Los hogares dentro de la casa de Dios
Sin embargo, la santidad que cultivamos en casa también forma parte de algo mucho más grande que el hogar. El hogar cristiano de padre, madre e hijos no es una unidad social aislada, sino más bien una parte de la más amplia «casa de Dios» (1 Tim 3:15; 5:4). Y nuestra capacidad de contribuir a la santidad de la casa de Dios depende de la santidad de la nuestra. En la casa que Dios está construyendo, las habitaciones están amuebladas con paz, los pasillos están revestidos con amor fraternal, las paredes brillan con el respeto de la esposa, y los cimientos se apoyan en el sacrificio del esposo (Ef 2:17-19; 5:1-2, 22-33). Dios quiere que tomemos ese plano, lo pongamos sobre nuestras casas y, por su gracia, comencemos a construir. Por lo tanto, antes de que un hombre esté calificado para ser padre en la casa de Dios, debe administrar bien su propia casa (1 Tim 3:4). Antes de que una mujer mayor esté lista para que enseñe a las jóvenes a que amen a sus maridos (Tit 2:4), debe aprender ella misma ese noble arte. La santidad en el hogar es el prerrequisito para la utilidad fuera del hogar. Si estamos casados, nuestro primer y más significativo ministerio no es ser un pastor, líder de un grupo pequeño, misionero, evangelista o discipulador, sino ser un esposo o esposa santo, un padre o madre santo. Si no estamos casados, entonces uno de nuestros ministerios más significativos es ser un compañero de cuarto santo en casa y un hermano o hermana santo en el hogar de Dios, sabiendo que también nos estamos preparando para el matrimonio y la paternidad, si Dios quiere.
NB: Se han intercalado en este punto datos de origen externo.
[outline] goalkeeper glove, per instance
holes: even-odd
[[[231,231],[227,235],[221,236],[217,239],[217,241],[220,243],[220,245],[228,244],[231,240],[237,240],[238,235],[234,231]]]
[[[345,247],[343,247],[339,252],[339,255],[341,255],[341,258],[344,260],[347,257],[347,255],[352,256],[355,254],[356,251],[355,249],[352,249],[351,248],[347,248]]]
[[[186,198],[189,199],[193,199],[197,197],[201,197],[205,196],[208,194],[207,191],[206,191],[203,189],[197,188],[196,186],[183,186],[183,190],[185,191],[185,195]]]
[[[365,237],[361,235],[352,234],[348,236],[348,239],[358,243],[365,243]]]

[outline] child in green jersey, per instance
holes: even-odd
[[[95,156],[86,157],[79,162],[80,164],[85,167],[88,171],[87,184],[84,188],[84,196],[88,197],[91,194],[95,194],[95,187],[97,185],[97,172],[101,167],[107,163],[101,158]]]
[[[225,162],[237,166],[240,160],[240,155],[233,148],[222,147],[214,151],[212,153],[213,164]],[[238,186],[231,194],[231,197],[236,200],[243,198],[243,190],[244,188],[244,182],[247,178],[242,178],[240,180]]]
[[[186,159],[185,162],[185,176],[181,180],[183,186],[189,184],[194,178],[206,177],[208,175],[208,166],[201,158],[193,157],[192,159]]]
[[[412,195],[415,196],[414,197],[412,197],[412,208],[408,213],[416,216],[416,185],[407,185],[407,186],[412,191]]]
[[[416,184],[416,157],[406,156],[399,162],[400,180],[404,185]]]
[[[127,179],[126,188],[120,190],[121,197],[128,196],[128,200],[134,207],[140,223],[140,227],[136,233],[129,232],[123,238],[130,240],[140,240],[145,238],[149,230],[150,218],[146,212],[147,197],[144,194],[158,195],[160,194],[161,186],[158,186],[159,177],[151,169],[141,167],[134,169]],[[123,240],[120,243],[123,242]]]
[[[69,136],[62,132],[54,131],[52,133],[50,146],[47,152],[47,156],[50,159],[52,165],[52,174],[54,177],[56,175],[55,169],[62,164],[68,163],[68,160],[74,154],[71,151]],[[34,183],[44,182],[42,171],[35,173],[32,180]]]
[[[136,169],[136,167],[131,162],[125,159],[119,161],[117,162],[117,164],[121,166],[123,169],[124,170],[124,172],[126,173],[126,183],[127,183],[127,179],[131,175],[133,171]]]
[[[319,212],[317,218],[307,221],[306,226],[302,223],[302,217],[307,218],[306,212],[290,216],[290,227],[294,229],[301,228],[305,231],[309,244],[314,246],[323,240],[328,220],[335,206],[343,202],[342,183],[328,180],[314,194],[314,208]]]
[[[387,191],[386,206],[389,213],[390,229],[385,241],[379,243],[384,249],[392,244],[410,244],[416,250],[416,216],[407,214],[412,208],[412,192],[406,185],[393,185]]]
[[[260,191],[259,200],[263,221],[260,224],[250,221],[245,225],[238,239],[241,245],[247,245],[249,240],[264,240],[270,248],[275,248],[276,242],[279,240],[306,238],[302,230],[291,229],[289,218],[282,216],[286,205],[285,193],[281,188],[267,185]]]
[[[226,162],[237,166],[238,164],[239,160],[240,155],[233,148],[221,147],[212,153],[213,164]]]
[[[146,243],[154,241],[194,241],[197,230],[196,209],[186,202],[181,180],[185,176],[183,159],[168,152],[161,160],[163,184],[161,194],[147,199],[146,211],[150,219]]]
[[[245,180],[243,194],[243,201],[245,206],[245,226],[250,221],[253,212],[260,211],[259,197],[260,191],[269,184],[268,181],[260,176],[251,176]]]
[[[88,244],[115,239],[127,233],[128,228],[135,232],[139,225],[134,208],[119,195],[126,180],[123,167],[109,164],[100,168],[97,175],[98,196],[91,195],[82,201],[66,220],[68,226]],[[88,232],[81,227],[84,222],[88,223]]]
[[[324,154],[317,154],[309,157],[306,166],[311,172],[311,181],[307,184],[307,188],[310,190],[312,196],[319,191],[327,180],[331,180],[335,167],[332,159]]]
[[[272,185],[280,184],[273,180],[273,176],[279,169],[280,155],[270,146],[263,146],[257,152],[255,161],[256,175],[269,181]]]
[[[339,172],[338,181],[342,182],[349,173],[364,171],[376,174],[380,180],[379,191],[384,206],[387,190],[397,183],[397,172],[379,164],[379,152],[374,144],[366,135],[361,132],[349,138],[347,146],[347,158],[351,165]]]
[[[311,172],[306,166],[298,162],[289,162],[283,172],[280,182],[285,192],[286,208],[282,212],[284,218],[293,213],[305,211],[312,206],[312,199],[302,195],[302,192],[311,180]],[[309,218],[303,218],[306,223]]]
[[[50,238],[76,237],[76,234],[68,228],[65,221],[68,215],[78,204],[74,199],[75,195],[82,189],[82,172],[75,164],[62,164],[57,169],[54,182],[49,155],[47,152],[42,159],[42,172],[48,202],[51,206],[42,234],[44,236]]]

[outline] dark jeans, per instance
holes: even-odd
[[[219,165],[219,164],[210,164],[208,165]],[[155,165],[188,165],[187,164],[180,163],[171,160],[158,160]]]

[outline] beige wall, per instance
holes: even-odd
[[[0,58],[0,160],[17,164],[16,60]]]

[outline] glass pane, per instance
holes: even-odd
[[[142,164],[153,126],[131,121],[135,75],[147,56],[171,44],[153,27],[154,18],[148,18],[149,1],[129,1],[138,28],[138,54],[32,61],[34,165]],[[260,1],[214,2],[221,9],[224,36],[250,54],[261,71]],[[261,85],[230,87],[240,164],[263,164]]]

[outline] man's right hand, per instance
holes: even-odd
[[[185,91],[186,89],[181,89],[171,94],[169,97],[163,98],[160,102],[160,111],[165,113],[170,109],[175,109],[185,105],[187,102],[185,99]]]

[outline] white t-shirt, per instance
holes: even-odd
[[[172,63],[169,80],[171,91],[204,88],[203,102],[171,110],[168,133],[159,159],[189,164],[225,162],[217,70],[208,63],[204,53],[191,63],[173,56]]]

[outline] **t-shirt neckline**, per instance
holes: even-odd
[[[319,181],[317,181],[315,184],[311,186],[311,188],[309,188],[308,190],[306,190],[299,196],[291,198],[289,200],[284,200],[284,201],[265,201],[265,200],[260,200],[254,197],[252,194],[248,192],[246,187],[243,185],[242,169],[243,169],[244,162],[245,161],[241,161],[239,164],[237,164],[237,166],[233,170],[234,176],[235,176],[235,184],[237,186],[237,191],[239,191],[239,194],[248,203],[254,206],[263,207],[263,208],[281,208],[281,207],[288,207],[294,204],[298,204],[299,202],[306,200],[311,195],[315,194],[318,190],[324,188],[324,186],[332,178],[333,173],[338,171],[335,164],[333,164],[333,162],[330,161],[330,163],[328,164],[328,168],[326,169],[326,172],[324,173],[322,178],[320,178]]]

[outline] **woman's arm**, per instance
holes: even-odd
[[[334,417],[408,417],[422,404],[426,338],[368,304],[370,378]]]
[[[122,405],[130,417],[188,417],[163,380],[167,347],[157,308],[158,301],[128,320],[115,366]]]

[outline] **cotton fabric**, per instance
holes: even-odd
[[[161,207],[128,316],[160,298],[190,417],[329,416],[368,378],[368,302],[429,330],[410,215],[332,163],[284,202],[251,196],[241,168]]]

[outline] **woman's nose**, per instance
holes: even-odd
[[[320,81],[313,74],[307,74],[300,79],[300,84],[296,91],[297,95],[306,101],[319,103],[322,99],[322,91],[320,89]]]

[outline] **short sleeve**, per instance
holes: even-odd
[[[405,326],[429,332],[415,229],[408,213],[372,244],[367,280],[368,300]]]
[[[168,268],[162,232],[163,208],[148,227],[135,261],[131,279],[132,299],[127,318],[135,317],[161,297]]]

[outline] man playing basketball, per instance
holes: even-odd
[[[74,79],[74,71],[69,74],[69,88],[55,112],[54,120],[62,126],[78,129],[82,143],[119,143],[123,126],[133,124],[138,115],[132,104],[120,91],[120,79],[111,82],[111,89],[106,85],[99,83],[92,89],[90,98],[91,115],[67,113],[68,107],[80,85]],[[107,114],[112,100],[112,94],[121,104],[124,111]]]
Nuestra larga y antigua guerra
Dada la importancia del hogar en los planes de Dios para el mundo, no debería sorprendernos que nuestros esfuerzos por ser santos en el hogar tengan una oposición frecuente. Lo reconozcamos o no, nuestros hogares son parte de una larga y antigua guerra. El primer asalto del diablo a la humanidad destrozó la estructura de la familia, poniendo a Adán contra Eva y a Eva contra Adán (Gn 3:7,12). El pecado sumió a nuestros primeros padres en una maldición que, aparte de la gracia, continúa pesando mucho en nuestros hogares. «Tu deseo será para tu marido» es tan cierto para las mujeres de hoy como lo fue para la primera (Gn 3:16). Mientras tanto, nuestro moderno Adán regresa a casa desde el campo lleno de cardos, tentado a hacer todo tipo de cosas en lugar de sacrificar su comodidad personal para el mayor bien de sus familias (Gn 3:17-19). Al este del Edén, cada hogar es un campo de batalla. De hecho, directamente después de que Pablo da instrucciones para los hogares cristianos, recuerda a los Efesios que «nuestra lucha no es contra sangre y carne» (Ef 6:12). La batalla espiritual que Pablo describe en Efesios 6:10-20 tiene lugar, en parte, en la esfera de Efesios 5:22-6:9: la esfera del hogar. En cada momento, el diablo trabajará para que los maridos sean apáticos o abusivos, las esposas controlen o se acobarden, los hijos sean pródigos o hermanos fariseos. Por esta razón, cuando disciplinamos a nuestros hijos no luchamos contra carne y sangre. Tampoco cuando estamos en desacuerdo con nuestro cónyuge, o cuando sentimos que nuestro egoísmo se eleva, y tampoco cuando luchamos para hacer tiempo para el culto familiar. No es de extrañar que un viejo amigo mío, de camino a casa desde el trabajo, se estacionara a unas calles de distancia antes de entrar por la puerta, y orara para que Dios le hiciera el hombre que necesitaba ser.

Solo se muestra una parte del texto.